Glad to know this was useful +Mark Traphagen. I think you absorbed more of those points better than I did, excellent synopsis.
 
Thanks +Joshua Berg. I always so appreciate your "taking one for the team" by being on these sessions, and the great questions you asked. Not the first time you've uncovered useful info!
 
+Mark Traphagen thanks for the writeup. Not sure that I ever saw too many profile pics when I did my searching.
 
+Ronnie Bincer it was very dependent upon the search queries you typically search. Some would have tons, others hardly any.
 
Yep +Mark Traphagen, I think I at least know what it is that we want to know.

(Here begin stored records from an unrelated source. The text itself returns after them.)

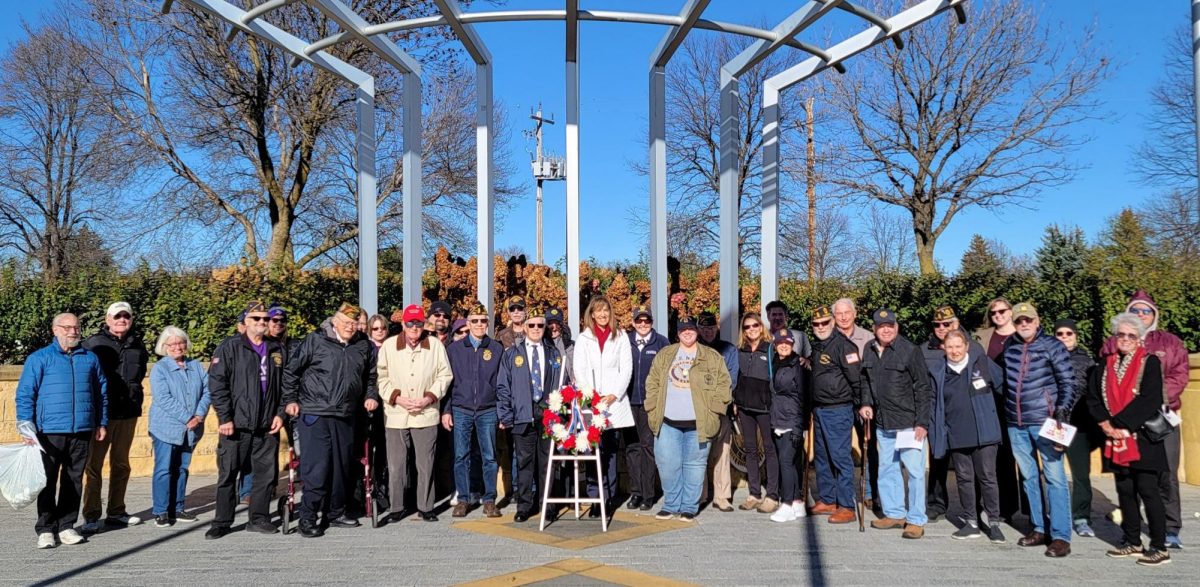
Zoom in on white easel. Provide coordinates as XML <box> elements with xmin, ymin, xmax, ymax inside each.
<box><xmin>538</xmin><ymin>441</ymin><xmax>608</xmax><ymax>532</ymax></box>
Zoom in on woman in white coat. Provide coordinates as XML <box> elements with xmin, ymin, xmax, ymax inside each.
<box><xmin>574</xmin><ymin>295</ymin><xmax>634</xmax><ymax>517</ymax></box>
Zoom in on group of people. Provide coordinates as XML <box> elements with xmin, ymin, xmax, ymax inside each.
<box><xmin>17</xmin><ymin>292</ymin><xmax>1188</xmax><ymax>565</ymax></box>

On the CTR questions there's a reason I didn't push for more on this. As you mentioned in your recent exceptional article, I don't believe we have a lot of hard data on recent user behavior in this regard & how it has evolved, especially in comparisons with recent exponentially high mobile adoption.

One thing I do believe is that, as +Cyrus Shepard mentioned, once these profile images disappear there's going to be significant data coming available to us that may shed more light on recent variances.
 
+Joshua Berg I see the wisdom of that, and as I noted, John's eye study comments were clue enough for me: the data has changed over time, and isn't now what most assume it to be.

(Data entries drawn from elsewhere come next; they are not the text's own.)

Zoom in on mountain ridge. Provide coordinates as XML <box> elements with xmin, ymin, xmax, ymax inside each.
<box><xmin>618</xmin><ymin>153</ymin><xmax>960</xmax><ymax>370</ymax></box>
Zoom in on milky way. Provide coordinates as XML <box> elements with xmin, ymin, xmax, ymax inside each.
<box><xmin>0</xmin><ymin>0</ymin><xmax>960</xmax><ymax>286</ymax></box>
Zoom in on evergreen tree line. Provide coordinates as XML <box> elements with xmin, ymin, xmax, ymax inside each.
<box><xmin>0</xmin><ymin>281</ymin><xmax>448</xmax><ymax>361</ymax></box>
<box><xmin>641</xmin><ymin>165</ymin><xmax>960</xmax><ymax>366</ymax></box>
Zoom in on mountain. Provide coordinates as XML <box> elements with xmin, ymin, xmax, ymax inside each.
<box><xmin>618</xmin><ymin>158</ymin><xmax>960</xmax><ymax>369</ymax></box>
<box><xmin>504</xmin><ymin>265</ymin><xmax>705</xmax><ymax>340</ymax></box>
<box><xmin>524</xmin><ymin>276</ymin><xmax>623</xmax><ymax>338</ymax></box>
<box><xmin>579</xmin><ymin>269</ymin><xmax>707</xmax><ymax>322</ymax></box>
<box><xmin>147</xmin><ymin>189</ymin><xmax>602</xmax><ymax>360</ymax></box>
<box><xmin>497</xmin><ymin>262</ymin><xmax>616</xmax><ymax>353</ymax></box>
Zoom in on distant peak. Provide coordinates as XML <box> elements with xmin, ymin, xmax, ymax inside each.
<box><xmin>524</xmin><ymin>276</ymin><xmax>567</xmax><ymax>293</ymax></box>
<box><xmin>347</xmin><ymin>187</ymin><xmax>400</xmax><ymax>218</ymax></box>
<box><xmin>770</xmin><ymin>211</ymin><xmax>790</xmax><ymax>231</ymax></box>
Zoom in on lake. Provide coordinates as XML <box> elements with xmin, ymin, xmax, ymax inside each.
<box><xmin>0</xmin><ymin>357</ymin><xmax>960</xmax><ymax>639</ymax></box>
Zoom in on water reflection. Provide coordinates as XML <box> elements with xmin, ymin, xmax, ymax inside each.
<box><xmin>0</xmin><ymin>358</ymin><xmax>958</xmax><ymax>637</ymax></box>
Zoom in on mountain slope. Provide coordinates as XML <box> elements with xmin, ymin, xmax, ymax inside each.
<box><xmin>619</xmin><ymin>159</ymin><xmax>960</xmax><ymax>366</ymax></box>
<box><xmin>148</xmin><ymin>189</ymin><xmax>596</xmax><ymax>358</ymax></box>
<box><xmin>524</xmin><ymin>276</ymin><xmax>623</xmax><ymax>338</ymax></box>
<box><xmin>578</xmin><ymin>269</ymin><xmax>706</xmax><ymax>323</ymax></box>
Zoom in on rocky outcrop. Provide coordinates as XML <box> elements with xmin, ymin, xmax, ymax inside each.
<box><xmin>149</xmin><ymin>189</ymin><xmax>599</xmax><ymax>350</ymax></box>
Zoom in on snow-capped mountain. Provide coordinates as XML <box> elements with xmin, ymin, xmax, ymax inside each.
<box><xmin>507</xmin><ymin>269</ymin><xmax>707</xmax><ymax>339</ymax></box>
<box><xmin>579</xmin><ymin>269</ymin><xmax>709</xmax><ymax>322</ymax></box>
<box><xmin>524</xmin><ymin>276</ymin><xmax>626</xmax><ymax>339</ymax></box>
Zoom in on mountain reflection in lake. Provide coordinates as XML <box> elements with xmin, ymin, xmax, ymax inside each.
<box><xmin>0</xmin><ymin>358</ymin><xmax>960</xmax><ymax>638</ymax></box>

FYI I'm in close touch with Cyrus and Dr. Pete over at Moz as they are watching the evolving data, and may be collaborating with them on some content, if we find anything useful.
 
Personally I think the portraits are somewhat distracting - I see result #8 b/c it has a face next to it - the first 7 ones I 'overlook'. I think I'm not the only one with that 'issue'....
Whatever the real reason, I find it hard to accept that because of 'mobile', they change the desktop search engine. Sure, you want uniformity, but if faces are so valuable, why not keep them? 
To me it seems they just want to clean up the results-list - it was not enough adapted and/or too distracting.
Not that it is a big deal anyway.
 
Mark,

So what makes sense forward going forward with Google Authorship on a WordPress blog, A) set up authorship on all your posts, or B) or just set up Google Authorship on your best (quality) posts?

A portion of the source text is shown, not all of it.